At the end of the day, life brings many forks on the road and I believe its her dedication to sports that got her though to where she is.  My daughter who didn't play sports is finally in the core of nursing program at U of Idaho, after several false starts.  We are convinced that our son, who is 8 years younger and now playing soccer in college, will finish his undergrad before my daughter will.

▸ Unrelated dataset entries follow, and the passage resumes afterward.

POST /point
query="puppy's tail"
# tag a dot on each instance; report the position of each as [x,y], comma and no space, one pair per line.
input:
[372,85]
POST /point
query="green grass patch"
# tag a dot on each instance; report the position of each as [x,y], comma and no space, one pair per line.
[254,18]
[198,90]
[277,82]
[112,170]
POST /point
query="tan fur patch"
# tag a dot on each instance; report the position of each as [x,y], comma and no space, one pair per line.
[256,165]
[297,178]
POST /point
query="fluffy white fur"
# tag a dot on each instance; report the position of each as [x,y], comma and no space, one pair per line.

So the moral of the story is if she is ready to quit, probably best to listen to her.  She's most likely have learned all the life lessons the game can teach her and have formed solid foundation.  Let her go find a new passion to channel her energy and plow new field...just my thoughts.


----------



## timbuck (Apr 10, 2019)

pitch_perf said:


> 2 weeks ago,  DD dropped the bombshell that she is miserable, no longer loves soccer, and wants to quit.  I'm seeking advise from the 'been there done that' folks on this board.
> 
> A few contributing factors...
> She is a GK.  She plays highest level soccer.  She is 16.  She has nagging injuries common to keepers, the current issue is 'playable' but can't recover or repair without rest.  She has anxiety about games, which is a direct result of recent HS season and a team/coach that destroyed her confidence (team was much lower caliber and coach expected unrealistic things of her due to her high level of play/experience). Anxiety has caused physical and mental decline, which now is the filter through which she sees soccer.  She is seeing a counselor (CBT therapy) and all her doctors (physical and mental) tell her she must take 2+ months off to get her body and mind in a better place before she make a permanent and life changing decision.  She feels torn by her previous love and dedication to her sport, her team, her family, and the countless $ that have been invested in her, but is overwhelmed with her own feelings/fears/hurts/etc.  Oh, and she has a verbal commitment with full ride scholarship to a D1 program in 2 years. She says her body won't last for 6 more years of soccer (2 club then college).  There is truth in that - her current, injured, exhausted body can't.  5+ years of year round soccer with no break (1-2 weeks in summer maybe) have taken a toll.  But 2 years can change a lot, right?
> ...


Dont' walk away - Run away.  If she is feeling this extreme pressure anxiety to the point where she needs CBT therapy-  Walk away.  If she is spending more time in the doctors office or physical therapists office than she is at the beach or the mall with friends - walk away.

Is it possible that something else besides soccer is causing her some mental health issues?


----------



## Surf Zombie (Apr 10, 2019)

“Is it possible, with therapy, rest, physical and mental recovery, time, and tremendous support, for her to get through this and get back in the net?”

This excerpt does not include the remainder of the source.